Il faut penser également au rôle très important de l’eau comme vecteur potentiel de germes à l’origine de l’une des principales causes de morbidité et de mortalité chez les jeunes enfants, à savoir les maladies diarrhéiques.
Enfin, il ne faut pas négliger d’autres maladies infectieuses qui, même si elle ne sont pas liées à l’eau, peuvent être influencées indirectement par les hydro-aménagements suite aux phénomènes migratoires qui les accompagnent : c’est le cas en particulier du SIDA, des maladies sexuellement transmissibles ou de la tuberculose.

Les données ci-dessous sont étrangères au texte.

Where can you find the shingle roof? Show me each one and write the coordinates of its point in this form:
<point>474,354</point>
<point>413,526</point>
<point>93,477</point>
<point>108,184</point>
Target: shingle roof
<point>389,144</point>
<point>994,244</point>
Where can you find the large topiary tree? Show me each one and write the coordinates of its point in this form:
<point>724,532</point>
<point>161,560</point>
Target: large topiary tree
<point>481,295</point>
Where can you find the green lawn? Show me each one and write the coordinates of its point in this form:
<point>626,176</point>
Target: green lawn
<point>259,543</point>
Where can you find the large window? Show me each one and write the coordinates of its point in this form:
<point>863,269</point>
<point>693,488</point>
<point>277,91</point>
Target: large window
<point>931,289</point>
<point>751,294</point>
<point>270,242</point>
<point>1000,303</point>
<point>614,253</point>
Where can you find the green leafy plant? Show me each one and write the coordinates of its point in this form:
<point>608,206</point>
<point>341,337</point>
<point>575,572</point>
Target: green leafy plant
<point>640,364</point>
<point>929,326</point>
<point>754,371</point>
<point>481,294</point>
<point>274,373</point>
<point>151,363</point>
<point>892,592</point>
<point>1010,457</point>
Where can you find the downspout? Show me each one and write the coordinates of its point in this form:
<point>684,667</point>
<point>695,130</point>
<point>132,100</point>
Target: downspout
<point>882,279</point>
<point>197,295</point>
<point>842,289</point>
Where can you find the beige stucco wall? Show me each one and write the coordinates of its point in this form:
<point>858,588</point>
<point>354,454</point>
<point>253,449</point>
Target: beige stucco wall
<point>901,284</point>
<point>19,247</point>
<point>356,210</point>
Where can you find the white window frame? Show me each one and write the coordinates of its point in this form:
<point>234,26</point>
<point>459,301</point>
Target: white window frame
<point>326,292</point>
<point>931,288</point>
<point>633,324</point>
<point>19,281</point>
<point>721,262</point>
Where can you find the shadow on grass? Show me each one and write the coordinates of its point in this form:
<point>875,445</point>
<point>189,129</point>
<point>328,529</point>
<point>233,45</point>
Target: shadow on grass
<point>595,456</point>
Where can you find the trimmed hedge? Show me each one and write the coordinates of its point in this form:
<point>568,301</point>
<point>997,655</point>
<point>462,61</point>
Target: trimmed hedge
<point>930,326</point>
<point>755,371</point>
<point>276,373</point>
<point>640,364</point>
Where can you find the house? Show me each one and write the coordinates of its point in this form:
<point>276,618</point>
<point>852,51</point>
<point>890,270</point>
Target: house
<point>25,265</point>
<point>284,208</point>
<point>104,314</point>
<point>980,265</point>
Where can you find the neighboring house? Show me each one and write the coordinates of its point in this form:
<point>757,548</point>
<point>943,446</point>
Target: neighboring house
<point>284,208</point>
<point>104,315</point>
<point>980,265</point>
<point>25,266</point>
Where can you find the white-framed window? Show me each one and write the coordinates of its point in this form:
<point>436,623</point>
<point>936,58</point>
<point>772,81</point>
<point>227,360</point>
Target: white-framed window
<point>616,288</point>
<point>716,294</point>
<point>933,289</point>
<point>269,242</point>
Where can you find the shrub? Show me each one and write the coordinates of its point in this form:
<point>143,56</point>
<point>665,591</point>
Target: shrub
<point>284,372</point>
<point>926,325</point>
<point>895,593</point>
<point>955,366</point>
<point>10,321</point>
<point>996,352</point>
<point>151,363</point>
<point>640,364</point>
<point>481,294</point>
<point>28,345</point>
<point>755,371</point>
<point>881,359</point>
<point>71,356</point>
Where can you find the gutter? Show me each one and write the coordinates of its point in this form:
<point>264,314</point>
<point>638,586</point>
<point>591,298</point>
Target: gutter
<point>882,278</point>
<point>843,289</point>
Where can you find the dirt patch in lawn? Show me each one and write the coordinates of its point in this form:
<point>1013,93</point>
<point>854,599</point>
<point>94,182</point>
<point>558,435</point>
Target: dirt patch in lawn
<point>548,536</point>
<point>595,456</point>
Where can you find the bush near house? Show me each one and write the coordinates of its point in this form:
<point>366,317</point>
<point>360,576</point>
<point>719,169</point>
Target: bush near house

Comment limiter l'essor de ces maladies tout en gardant un accès à l'eau ?
Plusieurs types d’action complémentaires peuvent et doivent être prises :
- encourager la construction des habitations à distance des points d’eau ;
- construire des canaux d’irrigation limitant la reproduction des vecteurs ;
- assurer la fourniture en eau potable ;
- mettre à la disposition des populations les traitements curatifs et préventifs spécifiques ;
- gérer l’élimination des déchets ;
- prévoir des latrines ;
- informer et éduquer les populations.
Comment sensibiliser les décideurs sur l’importance de prendre en considération les risques socio-sanitaires liés aux hydro-aménagements ?
Ce point est essentiel et c'est pourquoi, à l'issue du colloque, un guide pratique sera réalisé à l'intention des décideurs. En effet, même si les risques sanitaires en relation avec l’eau sont généralement connus, les aménageurs eux-mêmes les considèrent encore trop souvent comme secondaires et estiment la plupart du temps qu’il suffit de construire des centres de santé pour pouvoir les contrôler.
Il est donc nécessaire de pouvoir établir un véritable dialogue entre scientifiques d’une part, et décideurs, aménageurs et bailleurs de fonds d’autre part, ce qui est l’un des principaux objectifs du Colloque " Eau/Santé-Ouaga 2000 ". Il faut que les chercheurs soient à l’écoute des décideurs qui ont leurs propres contraintes et c’est seulement ainsi que les résultats de la recherche pourront être traduits en termes véritablement opérationnels.